Billie Holiday remains, years after her death, the most famous of all jazz singers. She was born Eleanora Fagan, on April 7, 1915 in Philadelphia. Her mother, Sadie Fagan, was thirteen when Billie was born. Her father, Clarence Holiday, who played guitar with Fletcher Henderson, was fifteen. The two were married three years later, and lived together for a while. But World War I took Clarence overseas and after that his musical ambitions took him on the road. Her father did give Billie her nickname though; he had called her Bill, because she was a tomboy. She stretched that to Billie after Billie Dove, her favourite movie star.

"Lady Day" (as she was named by Lester Young) had first heard the music of Louis Armstrong and Bessie Smith on a Victrola at Alice Dean's, the Baltimore "house of ill repute" where she ran errands and scrubbed floors as a young girl. She made her singing debut in obscure Harlem nightclubs.

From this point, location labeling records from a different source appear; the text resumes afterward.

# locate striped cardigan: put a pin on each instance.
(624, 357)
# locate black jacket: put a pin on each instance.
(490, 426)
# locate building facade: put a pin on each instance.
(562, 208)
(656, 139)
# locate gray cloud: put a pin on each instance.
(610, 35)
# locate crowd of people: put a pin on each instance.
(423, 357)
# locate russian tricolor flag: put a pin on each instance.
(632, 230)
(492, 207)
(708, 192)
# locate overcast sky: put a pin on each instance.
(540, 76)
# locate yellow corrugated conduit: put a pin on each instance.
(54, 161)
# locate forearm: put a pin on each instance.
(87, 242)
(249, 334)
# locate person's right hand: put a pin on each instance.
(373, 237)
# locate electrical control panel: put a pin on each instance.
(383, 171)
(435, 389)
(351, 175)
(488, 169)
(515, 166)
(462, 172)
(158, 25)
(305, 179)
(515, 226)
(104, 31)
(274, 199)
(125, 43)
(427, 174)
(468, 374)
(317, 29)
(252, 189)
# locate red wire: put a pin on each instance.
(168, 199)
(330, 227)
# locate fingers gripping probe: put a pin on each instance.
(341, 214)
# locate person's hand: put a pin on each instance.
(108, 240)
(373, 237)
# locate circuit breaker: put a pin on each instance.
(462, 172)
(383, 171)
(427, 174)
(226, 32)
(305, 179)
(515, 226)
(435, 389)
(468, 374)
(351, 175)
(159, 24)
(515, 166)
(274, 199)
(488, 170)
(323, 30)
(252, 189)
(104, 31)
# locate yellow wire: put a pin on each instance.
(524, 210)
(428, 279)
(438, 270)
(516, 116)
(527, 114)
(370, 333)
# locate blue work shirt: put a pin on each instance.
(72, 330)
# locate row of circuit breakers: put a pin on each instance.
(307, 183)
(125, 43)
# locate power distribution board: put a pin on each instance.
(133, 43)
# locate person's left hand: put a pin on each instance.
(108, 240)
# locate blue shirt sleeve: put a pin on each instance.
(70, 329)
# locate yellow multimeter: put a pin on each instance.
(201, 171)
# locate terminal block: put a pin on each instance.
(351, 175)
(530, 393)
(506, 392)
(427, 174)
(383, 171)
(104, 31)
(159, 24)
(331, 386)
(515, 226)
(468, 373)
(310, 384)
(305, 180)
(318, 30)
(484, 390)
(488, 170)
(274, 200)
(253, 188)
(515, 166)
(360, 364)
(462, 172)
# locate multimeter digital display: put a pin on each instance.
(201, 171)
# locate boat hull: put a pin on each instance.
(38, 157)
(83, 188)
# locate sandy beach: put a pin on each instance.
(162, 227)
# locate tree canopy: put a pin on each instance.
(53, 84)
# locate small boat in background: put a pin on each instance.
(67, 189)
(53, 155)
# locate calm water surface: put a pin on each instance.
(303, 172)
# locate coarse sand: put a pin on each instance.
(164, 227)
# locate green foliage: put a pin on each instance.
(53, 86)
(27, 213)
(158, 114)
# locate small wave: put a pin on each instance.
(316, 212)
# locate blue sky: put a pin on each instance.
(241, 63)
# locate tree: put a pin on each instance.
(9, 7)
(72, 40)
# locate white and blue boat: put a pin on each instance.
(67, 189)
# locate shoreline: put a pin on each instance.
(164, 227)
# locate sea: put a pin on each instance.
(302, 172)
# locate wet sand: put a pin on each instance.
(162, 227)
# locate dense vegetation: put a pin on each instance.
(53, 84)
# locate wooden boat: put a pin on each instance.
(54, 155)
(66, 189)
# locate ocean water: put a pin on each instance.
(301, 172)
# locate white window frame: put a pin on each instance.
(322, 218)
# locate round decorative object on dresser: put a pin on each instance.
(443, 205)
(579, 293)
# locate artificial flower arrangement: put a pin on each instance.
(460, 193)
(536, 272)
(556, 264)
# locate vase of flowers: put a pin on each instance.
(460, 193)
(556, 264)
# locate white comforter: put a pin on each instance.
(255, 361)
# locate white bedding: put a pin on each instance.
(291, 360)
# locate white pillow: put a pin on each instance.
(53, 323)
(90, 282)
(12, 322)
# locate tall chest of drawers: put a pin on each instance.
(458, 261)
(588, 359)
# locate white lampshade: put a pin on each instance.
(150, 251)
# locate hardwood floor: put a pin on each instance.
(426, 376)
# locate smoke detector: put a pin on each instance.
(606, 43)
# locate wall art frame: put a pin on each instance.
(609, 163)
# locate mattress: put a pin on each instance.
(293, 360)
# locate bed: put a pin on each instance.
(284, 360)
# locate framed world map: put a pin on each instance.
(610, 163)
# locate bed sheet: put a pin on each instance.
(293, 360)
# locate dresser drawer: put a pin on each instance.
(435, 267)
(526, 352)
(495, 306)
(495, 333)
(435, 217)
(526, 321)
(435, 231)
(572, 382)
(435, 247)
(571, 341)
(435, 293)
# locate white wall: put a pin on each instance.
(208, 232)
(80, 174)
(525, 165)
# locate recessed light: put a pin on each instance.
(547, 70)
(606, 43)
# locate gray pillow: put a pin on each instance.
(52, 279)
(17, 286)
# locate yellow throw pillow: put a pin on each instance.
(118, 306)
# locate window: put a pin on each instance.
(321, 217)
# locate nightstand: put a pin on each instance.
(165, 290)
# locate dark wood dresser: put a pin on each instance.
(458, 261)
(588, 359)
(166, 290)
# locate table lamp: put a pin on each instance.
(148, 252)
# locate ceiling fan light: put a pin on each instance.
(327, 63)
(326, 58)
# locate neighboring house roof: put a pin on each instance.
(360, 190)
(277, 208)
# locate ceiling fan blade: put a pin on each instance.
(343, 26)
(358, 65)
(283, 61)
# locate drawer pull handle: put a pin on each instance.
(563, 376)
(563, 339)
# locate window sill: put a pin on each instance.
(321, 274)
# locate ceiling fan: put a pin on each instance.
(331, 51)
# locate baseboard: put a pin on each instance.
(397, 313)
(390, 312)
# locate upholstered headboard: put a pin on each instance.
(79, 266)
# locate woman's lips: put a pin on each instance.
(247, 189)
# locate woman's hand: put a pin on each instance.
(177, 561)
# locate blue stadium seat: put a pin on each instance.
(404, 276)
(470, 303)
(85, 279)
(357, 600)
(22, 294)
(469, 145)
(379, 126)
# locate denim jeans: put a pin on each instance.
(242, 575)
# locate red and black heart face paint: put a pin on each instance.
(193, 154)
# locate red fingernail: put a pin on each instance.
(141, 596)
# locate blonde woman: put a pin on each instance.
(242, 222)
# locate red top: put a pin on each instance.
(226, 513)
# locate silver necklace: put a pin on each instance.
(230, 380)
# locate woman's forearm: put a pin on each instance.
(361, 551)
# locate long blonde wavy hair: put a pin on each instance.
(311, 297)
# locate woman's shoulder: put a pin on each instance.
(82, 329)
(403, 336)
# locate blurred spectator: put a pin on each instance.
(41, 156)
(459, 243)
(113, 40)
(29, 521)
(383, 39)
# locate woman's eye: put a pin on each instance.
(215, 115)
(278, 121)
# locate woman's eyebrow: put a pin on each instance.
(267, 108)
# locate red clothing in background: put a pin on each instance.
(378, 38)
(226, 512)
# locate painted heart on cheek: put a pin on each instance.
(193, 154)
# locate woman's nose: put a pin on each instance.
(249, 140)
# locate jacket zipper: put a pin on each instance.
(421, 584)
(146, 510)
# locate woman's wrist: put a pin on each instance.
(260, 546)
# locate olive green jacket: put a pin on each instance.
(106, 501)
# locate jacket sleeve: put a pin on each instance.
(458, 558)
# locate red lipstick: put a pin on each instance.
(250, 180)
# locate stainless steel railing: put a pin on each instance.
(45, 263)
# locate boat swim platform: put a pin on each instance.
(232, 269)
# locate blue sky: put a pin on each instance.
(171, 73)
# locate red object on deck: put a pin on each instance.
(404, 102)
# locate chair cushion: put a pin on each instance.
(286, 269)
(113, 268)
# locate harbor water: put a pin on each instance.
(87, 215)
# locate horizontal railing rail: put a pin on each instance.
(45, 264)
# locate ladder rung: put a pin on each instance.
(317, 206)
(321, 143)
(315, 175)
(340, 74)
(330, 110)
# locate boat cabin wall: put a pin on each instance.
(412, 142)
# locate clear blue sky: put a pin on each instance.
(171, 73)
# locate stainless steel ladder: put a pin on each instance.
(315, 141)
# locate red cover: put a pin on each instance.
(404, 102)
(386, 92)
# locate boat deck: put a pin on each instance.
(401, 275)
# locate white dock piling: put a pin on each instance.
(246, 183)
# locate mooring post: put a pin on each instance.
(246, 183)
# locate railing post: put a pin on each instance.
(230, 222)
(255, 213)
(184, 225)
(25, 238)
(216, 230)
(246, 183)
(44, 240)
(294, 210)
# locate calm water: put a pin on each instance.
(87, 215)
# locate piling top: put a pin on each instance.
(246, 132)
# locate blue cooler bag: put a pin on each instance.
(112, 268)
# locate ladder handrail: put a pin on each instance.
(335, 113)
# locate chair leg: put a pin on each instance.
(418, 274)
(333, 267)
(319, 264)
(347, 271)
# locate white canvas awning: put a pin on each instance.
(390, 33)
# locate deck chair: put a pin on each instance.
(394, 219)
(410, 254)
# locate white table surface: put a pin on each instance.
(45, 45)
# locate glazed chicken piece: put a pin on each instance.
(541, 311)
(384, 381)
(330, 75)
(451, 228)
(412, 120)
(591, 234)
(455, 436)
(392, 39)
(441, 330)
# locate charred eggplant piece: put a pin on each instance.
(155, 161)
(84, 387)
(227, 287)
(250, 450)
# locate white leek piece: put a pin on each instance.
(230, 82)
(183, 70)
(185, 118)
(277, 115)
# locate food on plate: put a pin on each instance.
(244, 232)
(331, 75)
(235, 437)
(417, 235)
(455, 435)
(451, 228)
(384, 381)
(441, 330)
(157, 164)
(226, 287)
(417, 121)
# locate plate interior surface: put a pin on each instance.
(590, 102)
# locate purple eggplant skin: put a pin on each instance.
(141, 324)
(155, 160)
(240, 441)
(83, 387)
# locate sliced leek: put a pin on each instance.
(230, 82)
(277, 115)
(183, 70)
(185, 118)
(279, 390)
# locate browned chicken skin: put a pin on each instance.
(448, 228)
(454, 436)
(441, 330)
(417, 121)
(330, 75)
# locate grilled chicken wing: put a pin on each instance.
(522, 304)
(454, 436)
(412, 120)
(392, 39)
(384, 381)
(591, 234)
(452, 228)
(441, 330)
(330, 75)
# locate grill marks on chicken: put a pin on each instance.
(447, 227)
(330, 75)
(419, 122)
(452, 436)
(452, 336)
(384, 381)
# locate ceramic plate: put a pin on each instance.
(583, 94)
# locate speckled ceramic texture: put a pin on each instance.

She was discovered by John Hammond singing in Harlem clubs. He arranged for her to record a couple of titles with Benny Goodman in 1933 and although those were not all that successful, it was the start of her career. Two years later she was teamed with a pickup band led by Teddy Wilson and the combination clicked. During 1935-42 she would make some of the finest recordings of her career, jazz-oriented performances in which she was joined by the who's who of swing. Between 1933 and 1944, she recorded over 200 "sides, " but she never received royalties for any of them.

Holiday sought to combine together Louis Armstrong's swing and Bessie Smith's sound; the result was her own fresh approach. Despite a lack of technical training, Holiday's unique diction, inimitable phrasing and acute dramatic intensity made her the outstanding jazz singer of her day. White gardenias, worn in her hair, became her trademark. Her own compositions included "God Bless the Child, " espousing the virtues of financial independence and "Don't Explain, " lament on infidelity.